"This is a highly intuitive and brilliant depiction of the rise of national sentiment and the introduction of modern attitudes and practices into nineteenth-century Greater Syria."—Ken Seigneurie, coeditor of A Concise Companion to World Literature
"Paving the Sea distills the late Ottoman intellectual zeitgeist in ways that historical and scholarly accounts cannot. The novel strikes a powerful chord by juxtaposing today’s dystopian sociopolitical conditions with the utopian aspirations of intellectuals who saw themselves as architects of a new nation."—C. Ceyhun Arslan, Koç University
Description
What does it take to build a modern nation—and what happens when that project fails? By turns wryly absurd, unsettling, and deeply moving, Rashid El-Daif’s novel Paving the Sea narrates a quest for the impossible and the disillusionment with the transformative promises of the nation. At the center of the story is Jurji Zaidan, the real-life intellectual giant of the Arab Nahda, the cultural renaissance that sought to remake the Arabic-speaking world through modern science and secular thought. Zaidan and his fictionalized friend Fares Hashem attend university where the two young idealists campaign to bring Darwin’s theory of natural selection into the curriculum. When their reward is expulsion, they depart provincial Mount Lebanon and Fares sets out for the West with grand ambitions. But the pursuit of enlightenment proves far more complicated than either imagined.

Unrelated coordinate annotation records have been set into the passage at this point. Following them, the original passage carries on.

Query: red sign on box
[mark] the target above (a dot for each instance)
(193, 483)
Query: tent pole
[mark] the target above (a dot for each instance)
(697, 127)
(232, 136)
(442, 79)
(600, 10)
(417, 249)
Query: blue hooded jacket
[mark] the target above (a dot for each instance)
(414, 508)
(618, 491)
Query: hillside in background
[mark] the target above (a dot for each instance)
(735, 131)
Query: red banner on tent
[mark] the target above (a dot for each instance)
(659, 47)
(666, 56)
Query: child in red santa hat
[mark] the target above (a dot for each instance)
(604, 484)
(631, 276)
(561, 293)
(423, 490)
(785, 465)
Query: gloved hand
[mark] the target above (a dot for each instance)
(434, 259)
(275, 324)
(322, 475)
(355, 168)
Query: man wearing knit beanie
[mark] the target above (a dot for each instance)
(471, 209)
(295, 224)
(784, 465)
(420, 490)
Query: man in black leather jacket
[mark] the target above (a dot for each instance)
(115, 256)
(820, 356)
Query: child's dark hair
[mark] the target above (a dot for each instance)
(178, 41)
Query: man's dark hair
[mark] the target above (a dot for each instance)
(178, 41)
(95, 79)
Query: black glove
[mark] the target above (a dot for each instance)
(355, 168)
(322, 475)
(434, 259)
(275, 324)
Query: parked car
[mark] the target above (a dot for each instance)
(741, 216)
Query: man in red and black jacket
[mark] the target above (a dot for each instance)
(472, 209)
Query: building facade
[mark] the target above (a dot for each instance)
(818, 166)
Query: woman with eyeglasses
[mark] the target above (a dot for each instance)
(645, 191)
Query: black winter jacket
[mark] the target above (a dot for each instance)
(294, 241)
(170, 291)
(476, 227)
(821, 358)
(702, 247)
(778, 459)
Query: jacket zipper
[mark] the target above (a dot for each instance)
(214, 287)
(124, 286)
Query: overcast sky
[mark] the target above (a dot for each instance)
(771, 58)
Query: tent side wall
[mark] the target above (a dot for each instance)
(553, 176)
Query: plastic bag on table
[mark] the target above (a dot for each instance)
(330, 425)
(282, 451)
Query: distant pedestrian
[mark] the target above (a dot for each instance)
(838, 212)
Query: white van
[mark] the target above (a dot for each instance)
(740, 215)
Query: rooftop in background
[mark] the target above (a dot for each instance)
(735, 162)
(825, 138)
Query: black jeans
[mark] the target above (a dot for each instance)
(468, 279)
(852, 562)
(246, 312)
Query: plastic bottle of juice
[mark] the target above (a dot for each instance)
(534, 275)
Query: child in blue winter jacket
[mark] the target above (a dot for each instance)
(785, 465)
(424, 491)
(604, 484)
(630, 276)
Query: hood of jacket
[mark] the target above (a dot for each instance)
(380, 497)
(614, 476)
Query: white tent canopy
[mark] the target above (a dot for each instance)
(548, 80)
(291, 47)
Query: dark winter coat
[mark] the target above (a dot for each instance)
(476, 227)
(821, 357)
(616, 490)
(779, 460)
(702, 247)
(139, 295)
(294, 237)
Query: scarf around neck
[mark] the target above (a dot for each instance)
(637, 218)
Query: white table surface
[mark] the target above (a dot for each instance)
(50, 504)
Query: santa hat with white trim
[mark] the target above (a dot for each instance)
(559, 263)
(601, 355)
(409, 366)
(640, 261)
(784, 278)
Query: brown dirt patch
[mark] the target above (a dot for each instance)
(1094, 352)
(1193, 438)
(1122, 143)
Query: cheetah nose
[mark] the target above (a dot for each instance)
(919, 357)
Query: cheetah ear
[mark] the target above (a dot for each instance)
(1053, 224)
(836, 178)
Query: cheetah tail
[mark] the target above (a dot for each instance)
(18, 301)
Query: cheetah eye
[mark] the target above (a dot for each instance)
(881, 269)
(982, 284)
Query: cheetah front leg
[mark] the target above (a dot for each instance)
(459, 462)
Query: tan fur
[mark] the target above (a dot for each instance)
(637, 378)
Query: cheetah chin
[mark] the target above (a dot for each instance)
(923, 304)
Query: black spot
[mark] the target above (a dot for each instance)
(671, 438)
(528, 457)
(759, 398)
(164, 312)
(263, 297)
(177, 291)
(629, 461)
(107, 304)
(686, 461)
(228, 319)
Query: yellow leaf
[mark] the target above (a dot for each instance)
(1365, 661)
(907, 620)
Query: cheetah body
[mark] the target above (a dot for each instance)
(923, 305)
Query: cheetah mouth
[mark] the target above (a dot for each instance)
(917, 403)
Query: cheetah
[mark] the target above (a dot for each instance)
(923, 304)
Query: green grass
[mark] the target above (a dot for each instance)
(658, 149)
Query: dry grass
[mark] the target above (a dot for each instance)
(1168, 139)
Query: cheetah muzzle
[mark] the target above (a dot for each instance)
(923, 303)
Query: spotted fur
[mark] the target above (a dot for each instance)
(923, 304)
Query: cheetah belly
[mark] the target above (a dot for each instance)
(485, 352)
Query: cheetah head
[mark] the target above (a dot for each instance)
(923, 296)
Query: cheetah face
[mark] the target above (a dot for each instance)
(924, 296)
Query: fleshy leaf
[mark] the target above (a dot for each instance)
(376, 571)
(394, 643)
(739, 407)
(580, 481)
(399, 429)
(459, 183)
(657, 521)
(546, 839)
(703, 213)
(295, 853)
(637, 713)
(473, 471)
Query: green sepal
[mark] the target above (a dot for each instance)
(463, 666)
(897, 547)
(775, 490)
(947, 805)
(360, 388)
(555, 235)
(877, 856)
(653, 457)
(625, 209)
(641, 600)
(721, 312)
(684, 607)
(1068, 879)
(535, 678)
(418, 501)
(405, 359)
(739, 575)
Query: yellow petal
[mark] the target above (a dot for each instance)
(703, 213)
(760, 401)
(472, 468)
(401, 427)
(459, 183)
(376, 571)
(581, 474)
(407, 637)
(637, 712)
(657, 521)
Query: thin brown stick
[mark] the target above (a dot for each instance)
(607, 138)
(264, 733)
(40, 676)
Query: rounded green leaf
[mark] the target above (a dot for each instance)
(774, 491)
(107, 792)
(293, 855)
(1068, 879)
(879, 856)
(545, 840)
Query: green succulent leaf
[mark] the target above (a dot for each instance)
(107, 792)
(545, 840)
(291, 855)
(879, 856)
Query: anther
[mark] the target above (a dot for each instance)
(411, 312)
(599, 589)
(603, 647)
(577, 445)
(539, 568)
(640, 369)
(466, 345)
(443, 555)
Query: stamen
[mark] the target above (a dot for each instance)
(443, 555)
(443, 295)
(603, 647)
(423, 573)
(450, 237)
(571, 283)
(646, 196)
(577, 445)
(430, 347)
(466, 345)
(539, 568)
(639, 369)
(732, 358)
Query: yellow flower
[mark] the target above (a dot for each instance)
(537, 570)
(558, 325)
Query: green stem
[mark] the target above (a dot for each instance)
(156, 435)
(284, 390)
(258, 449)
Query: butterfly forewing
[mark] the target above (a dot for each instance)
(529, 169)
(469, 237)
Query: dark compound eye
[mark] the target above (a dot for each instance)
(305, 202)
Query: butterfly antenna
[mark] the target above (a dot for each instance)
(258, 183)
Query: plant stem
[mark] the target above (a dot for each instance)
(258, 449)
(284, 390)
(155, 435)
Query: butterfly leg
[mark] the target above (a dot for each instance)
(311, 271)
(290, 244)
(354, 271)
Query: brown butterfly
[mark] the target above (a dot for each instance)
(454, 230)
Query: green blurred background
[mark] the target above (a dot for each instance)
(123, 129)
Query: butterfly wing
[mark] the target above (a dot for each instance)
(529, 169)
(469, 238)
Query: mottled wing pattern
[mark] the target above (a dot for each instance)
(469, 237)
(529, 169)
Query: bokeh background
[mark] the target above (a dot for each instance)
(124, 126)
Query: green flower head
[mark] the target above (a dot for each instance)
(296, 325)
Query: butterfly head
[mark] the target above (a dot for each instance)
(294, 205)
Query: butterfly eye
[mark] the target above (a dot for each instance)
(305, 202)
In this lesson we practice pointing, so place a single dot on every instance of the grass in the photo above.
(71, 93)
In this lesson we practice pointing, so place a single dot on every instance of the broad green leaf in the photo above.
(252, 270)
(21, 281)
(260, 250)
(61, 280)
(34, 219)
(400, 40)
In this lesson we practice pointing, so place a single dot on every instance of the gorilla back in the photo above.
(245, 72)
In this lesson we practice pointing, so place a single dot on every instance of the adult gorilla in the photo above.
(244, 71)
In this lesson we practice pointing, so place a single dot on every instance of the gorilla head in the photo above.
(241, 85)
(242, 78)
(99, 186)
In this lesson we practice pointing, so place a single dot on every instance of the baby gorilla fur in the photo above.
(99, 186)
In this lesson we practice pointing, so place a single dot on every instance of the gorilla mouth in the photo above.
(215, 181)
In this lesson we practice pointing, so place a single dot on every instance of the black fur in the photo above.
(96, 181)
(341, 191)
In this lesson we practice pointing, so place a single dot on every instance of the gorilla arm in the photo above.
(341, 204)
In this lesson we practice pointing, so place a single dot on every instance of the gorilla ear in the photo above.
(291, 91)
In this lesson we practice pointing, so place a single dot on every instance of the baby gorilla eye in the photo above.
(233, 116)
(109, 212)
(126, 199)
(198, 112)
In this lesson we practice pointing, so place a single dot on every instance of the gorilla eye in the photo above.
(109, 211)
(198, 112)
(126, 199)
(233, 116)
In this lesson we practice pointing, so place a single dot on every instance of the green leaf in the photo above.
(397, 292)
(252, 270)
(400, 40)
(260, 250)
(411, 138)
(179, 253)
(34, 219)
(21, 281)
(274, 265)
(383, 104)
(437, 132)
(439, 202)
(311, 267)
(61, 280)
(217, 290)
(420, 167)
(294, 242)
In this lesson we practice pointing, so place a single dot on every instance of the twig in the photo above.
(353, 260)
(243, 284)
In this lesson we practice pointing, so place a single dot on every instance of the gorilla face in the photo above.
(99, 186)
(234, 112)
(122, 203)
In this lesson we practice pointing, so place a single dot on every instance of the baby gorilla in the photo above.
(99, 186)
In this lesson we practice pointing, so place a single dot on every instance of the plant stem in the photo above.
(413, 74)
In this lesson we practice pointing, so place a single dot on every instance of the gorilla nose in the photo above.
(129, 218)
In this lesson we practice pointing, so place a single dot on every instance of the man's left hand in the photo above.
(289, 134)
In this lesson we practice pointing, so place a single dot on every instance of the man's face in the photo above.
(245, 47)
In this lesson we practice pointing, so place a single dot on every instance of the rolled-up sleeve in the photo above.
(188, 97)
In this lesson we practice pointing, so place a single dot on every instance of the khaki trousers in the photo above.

El-Daif tells this story with a sardonic narrator who comments freely on events, collapsing the distance between past and present, the Ottoman era and our own. The result is a work of historiographic metafiction that parodies the well-worn binary of East and West, tradition and modernity, while refusing to settle for either nostalgia or easy answers. A masterwork of contemporary Arabic literature, Paving the Sea brings wit and satirical intelligence to profound questions about migration, identity, and the universal desire to belong somewhere that may no longer exist.
About the Author
Satirist, linguist, professor, and novelist, Rashid El-Daif is one of the leading voices on the contemporary Arabic literature scene. He has published three collections of poetry and numerous novels that have been translated into more than fourteen languages. Described as the Arab world’s answer to Umberto Eco, his works represent a painful break with grand ideologies and grapple with the collapse of the initial project of Arab modernity. El-Daif teaches creative writing at the American University of Beirut.
Nicholas R. Lobo is a doctoral student in the Department of Middle Eastern and Islamic Studies at New York University. He earned his master’s in Islamic history at the University of Oxford and has worked for several years as an Arabic-English translator at the Arab Center in Doha, Qatar.
Alfred J. Naddaff is a Knight-Hennessy scholar and PhD candidate in the Comparative Literature Department at Stanford University. He earned his master’s in Arabic language and Near Eastern studies at the American University of Beirut and writes for various news publications.